Role of miR-145 in Vascular Smooth Muscle Cell Biology MicroRNA (miRNA) have emerged as a novel class of endogenous, small, noncoding RNAs that negatively regulate over 30% of genes in a cell via degradation or translational inhibition of their target mRNAs. Functionally, an individual miRNA is important as a transcription factor because it is able to regulate the expression of its multiple target genes. It is therefore not surprising that miRNAs are involved in the regulation of all major cellular functions such as cell differentiation, proliferation and migration. Recently, we have found that microRNA-145 (miR-145) is the most abundant miRNA in vascular smooth muscle cells (VSMCs) and its expression is significantly downregulated in VSMCs of vascular walls with neointimal lesion formation in vivo and in cultured dedifferentiated VSMCs in vitro. However, the role of miR-145 in the VSMC biology is currently unclear.
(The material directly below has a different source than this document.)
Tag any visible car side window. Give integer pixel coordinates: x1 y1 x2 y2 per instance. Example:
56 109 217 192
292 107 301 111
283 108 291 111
It is well established that the transition of VSMCs from a differentiated phenotype to a dedifferentiated state, which is accompanied by accelerated migration and proliferation, plays a critical role in the pathogenesis of a variety of proliferative vascular diseases such as atherosclerosis and restenosis. Our long-term goals are to determine the roles of miRNAs in VSMC biology and their contribution to proliferative vascular diseases. The goal of this proposal is to determine the role of miR-145 in VSMC phenotypic modulation, proliferation, migration and vascular neointimal lesion formation, and to elucidate the molecular mechanisms involved. Our central hypothesis is that miR-145 is a critical modulator for VSMC phenotype, proliferation, migration, vascular neointimal growth and atherosclerotic lesion formation via its target genes, kruppel-like factor 5 (KLF5) and kruppel-like factor 4 (KLF4). Our hypothesis is supported by our preliminary studies. We will further test our hypothesis by the following four specific aims:
Aim 1 is to determine the roles of miR-145 in VSMC phenotypic modulation, proliferation, and migration in cultured VSMCs in vitro.
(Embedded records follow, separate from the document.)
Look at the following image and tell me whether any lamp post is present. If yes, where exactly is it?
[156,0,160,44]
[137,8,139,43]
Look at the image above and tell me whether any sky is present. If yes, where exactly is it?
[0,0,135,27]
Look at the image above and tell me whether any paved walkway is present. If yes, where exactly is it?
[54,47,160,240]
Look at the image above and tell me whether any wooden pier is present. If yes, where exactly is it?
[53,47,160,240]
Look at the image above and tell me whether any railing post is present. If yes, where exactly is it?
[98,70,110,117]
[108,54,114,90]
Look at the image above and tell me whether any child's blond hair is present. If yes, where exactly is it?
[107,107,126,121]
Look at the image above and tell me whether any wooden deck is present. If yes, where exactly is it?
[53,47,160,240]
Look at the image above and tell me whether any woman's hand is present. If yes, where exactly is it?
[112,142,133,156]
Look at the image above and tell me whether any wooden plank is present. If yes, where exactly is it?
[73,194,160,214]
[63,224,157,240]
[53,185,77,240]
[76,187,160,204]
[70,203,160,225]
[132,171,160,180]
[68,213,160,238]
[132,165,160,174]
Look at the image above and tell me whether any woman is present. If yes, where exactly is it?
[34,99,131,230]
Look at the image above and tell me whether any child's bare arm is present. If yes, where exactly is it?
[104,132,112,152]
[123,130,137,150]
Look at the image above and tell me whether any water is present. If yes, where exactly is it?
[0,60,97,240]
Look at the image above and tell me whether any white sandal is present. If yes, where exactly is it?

Aim 2 is to determine the roles of miR-145 in VSMC phenotypic modulation, proliferation, migration, and vascular neointimal growth in injured rat carotid arteries in vivo.
Aim 3 is to determine the role of miR-145 in atherosclerotic lesion formation and its cellular mechanisms in Apo E knockout mice.
Aim 4 is to elucidate the molecular mechanisms that are responsible for miR-145-mediated effects on VSMC phenotype, proliferation, migration and vascular neointimal and atherosclerotic lesion formation.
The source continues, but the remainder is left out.